I’m seeing some unexpected behavior in the number of segments scanned when a query is in a CTE vs. when it’s not in a CTE. I have a query structured like so:
filtered_facts as (
sum(value) as value,
epoch as epoch,f.metric_id as metric_id,f.app_id as app_id
from facts_app_metrics f
where f.metric_id in (...) and epoch = ... and f.app_id = ...

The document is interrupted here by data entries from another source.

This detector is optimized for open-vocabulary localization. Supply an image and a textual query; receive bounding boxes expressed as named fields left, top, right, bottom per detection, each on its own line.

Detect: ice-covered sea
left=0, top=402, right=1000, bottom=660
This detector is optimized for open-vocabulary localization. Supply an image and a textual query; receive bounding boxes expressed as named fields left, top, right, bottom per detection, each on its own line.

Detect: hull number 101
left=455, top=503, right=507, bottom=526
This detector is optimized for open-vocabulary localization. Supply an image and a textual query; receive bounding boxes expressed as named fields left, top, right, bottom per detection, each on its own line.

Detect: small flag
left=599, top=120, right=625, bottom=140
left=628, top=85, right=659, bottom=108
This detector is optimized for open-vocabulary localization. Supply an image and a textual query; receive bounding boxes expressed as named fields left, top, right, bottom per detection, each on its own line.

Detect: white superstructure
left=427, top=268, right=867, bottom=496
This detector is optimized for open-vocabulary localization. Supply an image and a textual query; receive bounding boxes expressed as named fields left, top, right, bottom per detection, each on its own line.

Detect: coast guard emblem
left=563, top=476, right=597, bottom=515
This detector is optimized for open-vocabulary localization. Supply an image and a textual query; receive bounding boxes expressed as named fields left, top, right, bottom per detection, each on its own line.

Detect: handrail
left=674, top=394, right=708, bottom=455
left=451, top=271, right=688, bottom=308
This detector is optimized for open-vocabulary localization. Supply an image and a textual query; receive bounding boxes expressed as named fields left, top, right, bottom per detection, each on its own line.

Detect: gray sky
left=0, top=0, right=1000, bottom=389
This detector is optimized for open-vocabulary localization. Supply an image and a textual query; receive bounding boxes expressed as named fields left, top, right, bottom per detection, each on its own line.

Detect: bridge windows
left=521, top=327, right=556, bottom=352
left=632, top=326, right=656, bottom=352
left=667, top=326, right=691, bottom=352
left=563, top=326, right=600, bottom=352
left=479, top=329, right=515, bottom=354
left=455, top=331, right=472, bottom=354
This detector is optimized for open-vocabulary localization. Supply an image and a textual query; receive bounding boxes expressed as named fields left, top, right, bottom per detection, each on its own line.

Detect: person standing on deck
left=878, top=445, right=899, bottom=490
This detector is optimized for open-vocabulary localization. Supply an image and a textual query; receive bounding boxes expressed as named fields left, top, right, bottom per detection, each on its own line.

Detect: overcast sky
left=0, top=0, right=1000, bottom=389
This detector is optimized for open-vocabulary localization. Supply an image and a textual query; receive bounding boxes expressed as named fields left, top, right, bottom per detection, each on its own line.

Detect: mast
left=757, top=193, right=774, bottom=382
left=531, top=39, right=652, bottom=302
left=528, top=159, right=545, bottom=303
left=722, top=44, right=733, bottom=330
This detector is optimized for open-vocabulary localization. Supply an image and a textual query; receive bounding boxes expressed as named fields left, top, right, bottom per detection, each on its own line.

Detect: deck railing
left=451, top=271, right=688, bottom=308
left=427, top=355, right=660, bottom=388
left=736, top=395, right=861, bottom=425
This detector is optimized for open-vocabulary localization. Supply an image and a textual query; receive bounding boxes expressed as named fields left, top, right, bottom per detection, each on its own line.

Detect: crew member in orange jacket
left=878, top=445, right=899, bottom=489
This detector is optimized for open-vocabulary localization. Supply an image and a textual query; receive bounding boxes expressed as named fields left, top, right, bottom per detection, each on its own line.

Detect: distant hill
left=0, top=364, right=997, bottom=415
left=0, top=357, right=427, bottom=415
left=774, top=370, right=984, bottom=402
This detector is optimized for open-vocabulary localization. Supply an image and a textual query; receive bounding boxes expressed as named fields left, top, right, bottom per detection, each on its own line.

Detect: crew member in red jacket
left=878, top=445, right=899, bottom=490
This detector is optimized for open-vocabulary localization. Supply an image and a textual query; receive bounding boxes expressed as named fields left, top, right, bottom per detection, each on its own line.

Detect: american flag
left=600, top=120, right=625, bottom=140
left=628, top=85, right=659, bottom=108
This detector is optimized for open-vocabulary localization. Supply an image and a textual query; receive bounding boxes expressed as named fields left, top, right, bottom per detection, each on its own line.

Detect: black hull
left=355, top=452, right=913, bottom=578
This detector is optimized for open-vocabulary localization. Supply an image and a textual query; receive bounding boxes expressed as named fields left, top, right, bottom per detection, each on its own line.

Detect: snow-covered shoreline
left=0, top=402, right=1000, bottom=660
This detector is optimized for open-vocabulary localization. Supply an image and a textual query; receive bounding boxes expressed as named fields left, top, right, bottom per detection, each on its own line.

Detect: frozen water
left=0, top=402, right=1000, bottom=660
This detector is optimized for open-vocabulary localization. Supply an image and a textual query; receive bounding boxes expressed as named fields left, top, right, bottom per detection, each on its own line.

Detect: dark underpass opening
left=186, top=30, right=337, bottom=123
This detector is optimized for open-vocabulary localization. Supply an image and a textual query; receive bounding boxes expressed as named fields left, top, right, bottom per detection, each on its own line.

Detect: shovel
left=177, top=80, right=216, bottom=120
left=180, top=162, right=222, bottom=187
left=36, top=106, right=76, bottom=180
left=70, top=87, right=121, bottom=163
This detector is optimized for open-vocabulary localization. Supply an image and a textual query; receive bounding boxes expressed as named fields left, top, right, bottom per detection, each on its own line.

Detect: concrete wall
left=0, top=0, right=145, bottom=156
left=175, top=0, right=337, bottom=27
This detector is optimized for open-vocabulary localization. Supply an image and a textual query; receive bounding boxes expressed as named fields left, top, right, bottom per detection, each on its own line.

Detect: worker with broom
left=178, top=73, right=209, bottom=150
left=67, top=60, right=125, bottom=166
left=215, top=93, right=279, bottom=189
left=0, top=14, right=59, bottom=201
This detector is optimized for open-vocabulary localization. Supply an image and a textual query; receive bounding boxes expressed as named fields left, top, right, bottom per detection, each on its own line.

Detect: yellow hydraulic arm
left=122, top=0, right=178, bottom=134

group by epoch,f.metric_id,f.app_id
from filtered_facts;
This is a much more simplified version of what I’m trying to do, but it demonstrates the issue. This query has a profile like so:
| Project [`sum(value)`] actual_rows: 1 exec_time: 0ms start_time: 00:00:00.089 network_traffic: 0.014000 KB network_time: 0ms |
| Aggregate [SUM(remote_0.`sum(value)`) AS `sum(value)`] actual_rows: 48 exec_time: 0ms start_time: 00:00:00.024 |
| Gather partitions:all est_rows:1 alias:remote_0 actual_rows: 48 exec_time: 0ms start_time: 00:00:00.089 end_time: 00:00:00.089 |
| Project [`sum(value)`] est_rows:1 actual_rows: 48 exec_time: 0ms start_time: [00:00:00.023, 00:00:00.087] network_traffic: 0.057000 KB network_time: 0ms |
| Aggregate [SUM(filtered_facts.value) AS `sum(value)`] actual_rows: 12 exec_time: 0ms start_time: 00:00:00.053 |
| TableScan 0tmp AS filtered_facts storage:list stream:yes est_table_rows:62,371,410 exec_time: 0ms |
| Project [value] est_rows:62,371,410 actual_rows: 12 exec_time: 0ms start_time: 00:00:00.053 |
| StreamingGroupBy [SUM(f.value) AS value] groups:[f.metric_id] actual_rows: 12 exec_time: 0ms start_time: 00:00:00.053 memory_usage: 0.000000 KB |
| Filter [f.metric_id IN (...) AND f.epoch = ? AND f.app_id = ?] actual_rows: 1,956 exec_time: 2ms start_time: 00:00:00.051 |
| [actual_rows: 1,956 | max:1,956 at partition_40, average: 40.750000, std dev: 279.367925] |
| OrderedColumnStoreScan report_service.facts_app_metrics AS f, KEY app_id (app_id, epoch, metric_id, device_country_id, store_id) USING CLUSTERED COLUMNSTORE WITH(COLUMNSTORE_SEGMENT_ROWS=102400) est_table_rows:24,948,564,112 est_filtered:62,371,411 actual_rows: 14,745,600 exec_time: 83ms start_time: [00:00:00.001, 00:00:00.026] memory_usage: 37,748.734375 KB segments_scanned: 144 segments_skipped: 256,195 segments_fully_contained: 0 |
If I were to extract the CTE into its own query:
sum(value) as value,
epoch as epoch,f.metric_id as metric_id,f.app_id as app_id
from facts_app_metrics f
where f.metric_id in (...) and epoch = ... and f.app_id = ...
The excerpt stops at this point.